Christian Franz Paullini (25 February 1643 – 10 June 1712) was a German physician, theologian, and writer.
Biography
Paullini was born in Eisenach to a family of merchants and scholars. His parents wanted him to become a priest and his initial education was designed with this in mind, but Paullini was attracted to the medicinal arts and studied both theology and medicine.[1]
He attended middle school and secondary school in Thuringia and graduated from Coburg.
In his long life of approximately 70 years, Paullini wrote 68 books, of which several editions were printed.

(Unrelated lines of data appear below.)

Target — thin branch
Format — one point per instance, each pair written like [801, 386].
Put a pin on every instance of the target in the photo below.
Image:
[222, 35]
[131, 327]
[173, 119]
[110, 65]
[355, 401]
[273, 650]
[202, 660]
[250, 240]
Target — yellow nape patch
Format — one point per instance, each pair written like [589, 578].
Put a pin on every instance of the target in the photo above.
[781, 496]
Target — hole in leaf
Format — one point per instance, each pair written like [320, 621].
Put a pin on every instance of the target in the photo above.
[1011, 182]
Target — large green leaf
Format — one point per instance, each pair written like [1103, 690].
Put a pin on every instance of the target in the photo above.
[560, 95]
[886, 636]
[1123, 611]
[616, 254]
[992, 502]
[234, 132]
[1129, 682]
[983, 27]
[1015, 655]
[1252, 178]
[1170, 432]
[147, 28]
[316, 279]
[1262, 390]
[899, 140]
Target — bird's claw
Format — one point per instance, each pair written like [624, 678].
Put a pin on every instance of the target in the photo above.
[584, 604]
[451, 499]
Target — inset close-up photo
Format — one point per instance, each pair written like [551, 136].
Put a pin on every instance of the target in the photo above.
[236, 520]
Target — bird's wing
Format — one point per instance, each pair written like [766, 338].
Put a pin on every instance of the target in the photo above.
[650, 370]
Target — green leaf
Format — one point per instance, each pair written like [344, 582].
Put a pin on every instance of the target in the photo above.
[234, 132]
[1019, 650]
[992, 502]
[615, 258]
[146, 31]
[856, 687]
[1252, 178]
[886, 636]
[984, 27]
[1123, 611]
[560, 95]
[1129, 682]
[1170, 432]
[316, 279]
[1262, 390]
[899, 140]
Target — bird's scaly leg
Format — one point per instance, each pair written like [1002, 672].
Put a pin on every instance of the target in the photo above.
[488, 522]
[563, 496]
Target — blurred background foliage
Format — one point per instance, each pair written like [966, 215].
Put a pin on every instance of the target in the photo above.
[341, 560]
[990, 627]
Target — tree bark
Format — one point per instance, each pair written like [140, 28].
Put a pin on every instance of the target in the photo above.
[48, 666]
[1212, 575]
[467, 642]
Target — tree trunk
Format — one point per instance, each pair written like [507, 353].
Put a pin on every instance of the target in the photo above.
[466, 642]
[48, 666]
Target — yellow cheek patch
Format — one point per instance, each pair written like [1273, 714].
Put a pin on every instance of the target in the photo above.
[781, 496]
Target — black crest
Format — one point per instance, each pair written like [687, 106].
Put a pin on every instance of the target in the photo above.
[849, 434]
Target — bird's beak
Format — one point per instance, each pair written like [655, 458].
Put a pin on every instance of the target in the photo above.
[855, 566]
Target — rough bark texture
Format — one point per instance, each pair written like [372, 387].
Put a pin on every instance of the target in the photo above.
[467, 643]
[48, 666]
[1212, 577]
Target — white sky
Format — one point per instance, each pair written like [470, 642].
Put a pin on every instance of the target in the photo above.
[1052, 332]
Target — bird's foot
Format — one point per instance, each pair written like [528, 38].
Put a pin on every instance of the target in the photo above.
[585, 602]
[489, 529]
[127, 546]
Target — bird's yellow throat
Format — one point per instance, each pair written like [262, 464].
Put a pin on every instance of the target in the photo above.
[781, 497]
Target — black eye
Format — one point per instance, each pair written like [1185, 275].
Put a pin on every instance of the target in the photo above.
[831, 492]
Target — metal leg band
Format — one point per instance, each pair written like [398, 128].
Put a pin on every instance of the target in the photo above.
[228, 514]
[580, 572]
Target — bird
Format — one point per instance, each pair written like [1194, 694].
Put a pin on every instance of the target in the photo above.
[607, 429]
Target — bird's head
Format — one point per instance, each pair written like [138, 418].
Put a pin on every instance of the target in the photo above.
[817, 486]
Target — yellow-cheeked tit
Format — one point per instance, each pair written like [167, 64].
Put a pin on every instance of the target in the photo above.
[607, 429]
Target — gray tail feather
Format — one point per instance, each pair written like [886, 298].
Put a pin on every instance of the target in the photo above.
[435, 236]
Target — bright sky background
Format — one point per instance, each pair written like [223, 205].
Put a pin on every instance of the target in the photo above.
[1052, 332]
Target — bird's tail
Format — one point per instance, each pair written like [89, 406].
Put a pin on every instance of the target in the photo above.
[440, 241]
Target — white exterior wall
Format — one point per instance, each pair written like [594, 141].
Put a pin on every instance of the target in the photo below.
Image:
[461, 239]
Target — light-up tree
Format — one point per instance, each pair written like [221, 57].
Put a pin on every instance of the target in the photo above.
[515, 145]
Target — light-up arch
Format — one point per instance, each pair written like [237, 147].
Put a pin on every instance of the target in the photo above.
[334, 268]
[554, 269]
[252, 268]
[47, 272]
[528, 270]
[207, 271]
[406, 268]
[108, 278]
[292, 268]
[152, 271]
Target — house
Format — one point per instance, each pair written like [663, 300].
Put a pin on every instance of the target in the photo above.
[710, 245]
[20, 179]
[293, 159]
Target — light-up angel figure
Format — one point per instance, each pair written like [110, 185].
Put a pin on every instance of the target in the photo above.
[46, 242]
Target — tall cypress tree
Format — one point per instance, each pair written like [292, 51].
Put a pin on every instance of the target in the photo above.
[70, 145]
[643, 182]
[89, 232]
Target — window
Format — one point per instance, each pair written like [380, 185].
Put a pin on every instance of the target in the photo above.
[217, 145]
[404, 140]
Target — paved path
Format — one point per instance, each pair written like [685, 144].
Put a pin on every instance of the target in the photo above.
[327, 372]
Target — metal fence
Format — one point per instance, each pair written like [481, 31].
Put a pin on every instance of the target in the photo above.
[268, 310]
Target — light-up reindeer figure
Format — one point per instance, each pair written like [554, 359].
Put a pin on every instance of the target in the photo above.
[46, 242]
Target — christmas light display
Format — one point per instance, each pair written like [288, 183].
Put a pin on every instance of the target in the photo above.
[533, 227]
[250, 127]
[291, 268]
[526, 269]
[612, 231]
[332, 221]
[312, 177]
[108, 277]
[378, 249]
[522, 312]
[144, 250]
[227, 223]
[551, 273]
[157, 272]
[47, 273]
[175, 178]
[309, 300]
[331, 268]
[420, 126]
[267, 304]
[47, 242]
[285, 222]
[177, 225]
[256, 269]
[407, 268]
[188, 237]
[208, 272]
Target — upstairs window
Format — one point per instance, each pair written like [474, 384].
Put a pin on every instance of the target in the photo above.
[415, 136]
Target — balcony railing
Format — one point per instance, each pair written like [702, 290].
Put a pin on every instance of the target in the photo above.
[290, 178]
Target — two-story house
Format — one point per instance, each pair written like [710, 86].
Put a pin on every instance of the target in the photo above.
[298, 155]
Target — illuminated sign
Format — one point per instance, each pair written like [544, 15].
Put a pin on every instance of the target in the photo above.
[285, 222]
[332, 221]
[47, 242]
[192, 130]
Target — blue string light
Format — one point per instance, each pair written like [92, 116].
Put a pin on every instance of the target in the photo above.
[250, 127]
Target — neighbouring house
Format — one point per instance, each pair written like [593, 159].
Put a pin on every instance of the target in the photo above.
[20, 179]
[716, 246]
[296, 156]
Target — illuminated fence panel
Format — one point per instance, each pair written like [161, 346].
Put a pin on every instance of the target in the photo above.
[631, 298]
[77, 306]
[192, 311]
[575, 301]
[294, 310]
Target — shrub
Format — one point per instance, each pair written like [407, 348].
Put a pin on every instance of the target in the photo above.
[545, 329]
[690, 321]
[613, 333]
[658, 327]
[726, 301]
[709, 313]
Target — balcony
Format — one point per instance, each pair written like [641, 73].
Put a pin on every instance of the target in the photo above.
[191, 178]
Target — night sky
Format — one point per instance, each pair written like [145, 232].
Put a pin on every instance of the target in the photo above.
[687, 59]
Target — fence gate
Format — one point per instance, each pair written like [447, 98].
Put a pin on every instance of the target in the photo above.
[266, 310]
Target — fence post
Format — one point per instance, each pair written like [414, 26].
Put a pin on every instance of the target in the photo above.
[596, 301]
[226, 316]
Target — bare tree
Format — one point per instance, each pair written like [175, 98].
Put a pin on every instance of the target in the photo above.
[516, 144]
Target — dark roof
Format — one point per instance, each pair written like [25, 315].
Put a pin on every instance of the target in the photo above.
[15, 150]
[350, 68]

Paullini died in 1712 in his home town.
Works
Paullini made extensive reference and resorted to both ancient and contemporary medical authorities and to folk medicine (sailors, farmers, common people). His works reflected a deep learning based on the four temperaments theory and the outcome of a lengthy process of compiling the data obtained from his observation.
Amongst his essential works, there was a textbook on how to use human and animal excrement to cure internal or external diseases (Heilsame Dreck-Apotheke: wie nemlich mit Koth und Urin die meisten Krankheiten und Schäden glucklich geheilet worden), such as fecal bacteriotherapy.[3][4]
He wrote a treatise (Flagellum salutis) on the advantage of the whip for curative purposes in various disorders and a handbook on the toad's therapeutic properties (Bufo juxta methodum et leges illustris Academiae Naturae curiosorum breviter descriptus).
As a botanist, he gave his name to Paullinia cupana known as guarana, a climbing plant native to the Amazon basin and especially common in Brazil. As a zoologist, he described the kraken in 1706 after Francesco Negri in Animalia fabulosa.[5]
In the same way, Christian Franz Paullini bolstered support for women's education by publishing his works in favor of learned German ladies in 1705[7] and in 1712.[8] In his book he listed alphabetically all the learned German women known to him.[9]
His poor reputation came 130 years after his death from false historiographies: Rerum et antiquitatum Germanicarum Syntagma, Chronicon Mindense,[10]Chronicon Hüxariense, Carmen de Brunsburgo and Annales Corbeienses.[11]